In the model plant Arabidopsis thaliana, the absence of the sole gene copy of CPR5 results in a wide-ranging resistance to viruses, bacteria, and fungi. However, this resistance comes at a cost, as the plants experience severe growth restrictions, spontaneous lesions, and reduced yields. Hence, it became imperative to investigate whether the resistance conferred by the rymv2 gene could be transferred to different rice varieties without adverse consequences.
In Africa, predominant rice varieties, derived from the Asian species Oryza indica, lack the resistance gene. Introducing the gene through conventional means is not a viable option, as the progeny of such “inter-species” hybrids are highly sterile, impeding the easy transmission of resistance traits.
Employing the CRISPR/Cas genome editing technique, the research team demonstrated that mutations in the RYMV2 gene could be induced in an Asian rice variety, rendering it resistant to the virus in a manner similar to the African counterpart. The next phase of the research aims to edit relevant elite African varieties similarly, with the objective of making them accessible to small-scale farmers in Africa. The international research consortium “Healthy Crops,” led by HHU, is dedicated to supporting these farmers.
Plants harbor hereditary mechanisms that were advantageous for survival in early evolutionary stages but have become potentially detrimental. Maize serves as an example, where a gene leads to kernel abortion during drought conditions at fertilization, a trait beneficial to wild perennial ancestors but detrimental to modern agriculture.

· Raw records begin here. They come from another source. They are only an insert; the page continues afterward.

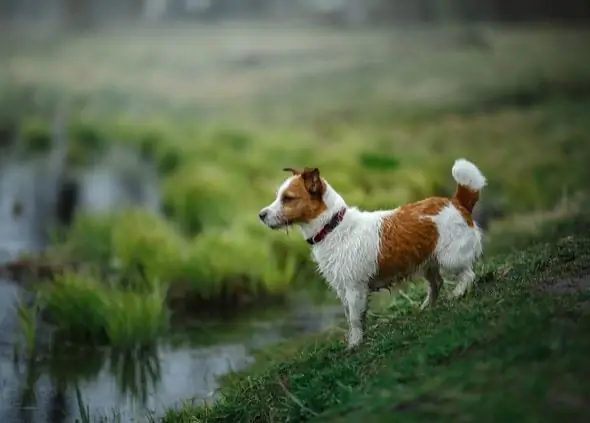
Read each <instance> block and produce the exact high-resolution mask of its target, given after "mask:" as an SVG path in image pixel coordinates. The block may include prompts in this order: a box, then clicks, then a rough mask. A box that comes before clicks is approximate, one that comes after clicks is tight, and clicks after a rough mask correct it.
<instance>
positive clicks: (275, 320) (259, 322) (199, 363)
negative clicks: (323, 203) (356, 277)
mask: <svg viewBox="0 0 590 423" xmlns="http://www.w3.org/2000/svg"><path fill="white" fill-rule="evenodd" d="M23 296H26V294H25V293H24V292H22V290H21V289H20V288H19V287H18V286H16V285H14V284H12V283H11V282H9V281H6V280H2V281H0V319H1V320H0V321H1V322H2V323H0V421H2V422H4V423H12V422H15V423H16V422H35V423H41V422H63V423H65V422H74V421H75V420H76V419H77V418H79V416H80V413H79V406H80V404H79V398H81V400H82V403H83V404H82V405H83V406H84V407H88V409H89V411H90V415H91V416H99V415H100V416H109V415H111V416H112V414H113V413H114V412H116V413H117V414H118V417H119V418H120V419H121V420H120V421H134V420H136V419H137V420H138V421H141V418H142V417H145V415H146V414H148V413H149V414H155V415H161V414H162V413H163V411H164V410H165V409H166V408H169V407H176V406H179V405H182V403H183V402H185V401H190V400H191V399H195V400H207V399H211V398H214V397H215V391H216V389H217V388H218V381H217V378H218V376H220V375H223V374H225V373H228V372H231V371H238V370H242V369H244V368H245V367H247V366H248V365H250V364H251V363H252V362H253V357H252V355H251V349H252V348H261V347H265V346H269V345H271V344H273V343H277V342H279V341H281V340H284V339H289V338H291V337H295V336H300V335H303V334H308V333H314V332H318V331H321V330H325V329H327V328H328V327H330V326H333V325H334V324H336V323H337V322H338V320H339V319H340V318H341V312H340V308H339V307H333V306H326V307H314V306H312V305H310V304H308V303H307V302H305V301H302V302H301V303H302V304H299V305H296V306H295V305H294V306H292V307H291V308H290V309H289V310H281V311H271V312H267V313H264V314H263V315H259V316H256V315H254V316H252V315H250V316H248V317H247V318H244V320H245V321H239V322H237V321H233V322H227V321H226V322H214V321H211V322H209V323H208V324H207V325H206V326H205V325H200V326H196V327H195V326H193V328H192V329H191V330H185V331H183V332H176V333H174V334H173V335H171V336H170V337H169V338H167V339H162V340H160V342H159V343H158V345H157V347H155V348H153V349H150V350H143V351H140V350H136V351H132V352H126V353H121V352H118V351H116V350H114V349H111V348H80V347H78V348H74V347H71V346H70V347H68V346H67V345H54V346H53V348H51V350H49V349H44V348H41V349H40V351H43V352H41V353H39V354H38V355H37V356H36V357H34V358H33V359H29V358H28V357H26V356H24V355H21V356H19V354H17V353H15V346H17V345H18V344H19V342H20V339H19V338H20V333H19V327H18V323H17V321H18V319H17V317H16V313H15V306H16V302H17V301H18V298H23ZM48 332H49V330H48ZM77 390H78V391H77ZM78 394H79V397H78Z"/></svg>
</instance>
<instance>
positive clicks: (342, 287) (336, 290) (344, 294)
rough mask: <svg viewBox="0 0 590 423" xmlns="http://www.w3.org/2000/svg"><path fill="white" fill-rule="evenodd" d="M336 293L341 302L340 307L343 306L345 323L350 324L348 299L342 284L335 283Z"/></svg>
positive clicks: (349, 313) (349, 315)
mask: <svg viewBox="0 0 590 423" xmlns="http://www.w3.org/2000/svg"><path fill="white" fill-rule="evenodd" d="M336 293H337V295H338V298H340V302H341V303H342V308H344V316H345V317H346V324H347V325H349V326H350V313H348V301H346V288H345V287H344V286H343V285H337V288H336Z"/></svg>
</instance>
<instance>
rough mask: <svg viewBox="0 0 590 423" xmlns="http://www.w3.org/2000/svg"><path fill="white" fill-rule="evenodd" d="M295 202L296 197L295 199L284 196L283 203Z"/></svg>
mask: <svg viewBox="0 0 590 423" xmlns="http://www.w3.org/2000/svg"><path fill="white" fill-rule="evenodd" d="M293 200H295V197H293V196H292V195H284V196H283V203H288V202H290V201H293Z"/></svg>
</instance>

The rice under examination shares a similar situation. Professor Frommer notes, “This resistance trait is attributable to the loss of a non-essential gene function. When we completely deactivate the gene, the plants behave normally, but they become resistant to the virus due to the loss of the gene function.”
Dr. Eliza Loo, Group Leader of Healthy Crops, adds, “It is, so to speak, an archetype that was beneficial for its ancestors but now results in devastating crop losses during drought periods. Deactivating this gene seems prudent, and there are no apparent side effects.”
Remarkably, deactivating the closely related CPR5.2 gene or both the RYMV2 and CPR5.2 genes does not lead to impairments, at least under greenhouse conditions. Additionally, the loss of CPR5.2 does not confer RYMV resistance. All indications point to editing the RYMV2 gene as a promising approach to combat rice disease in Africa.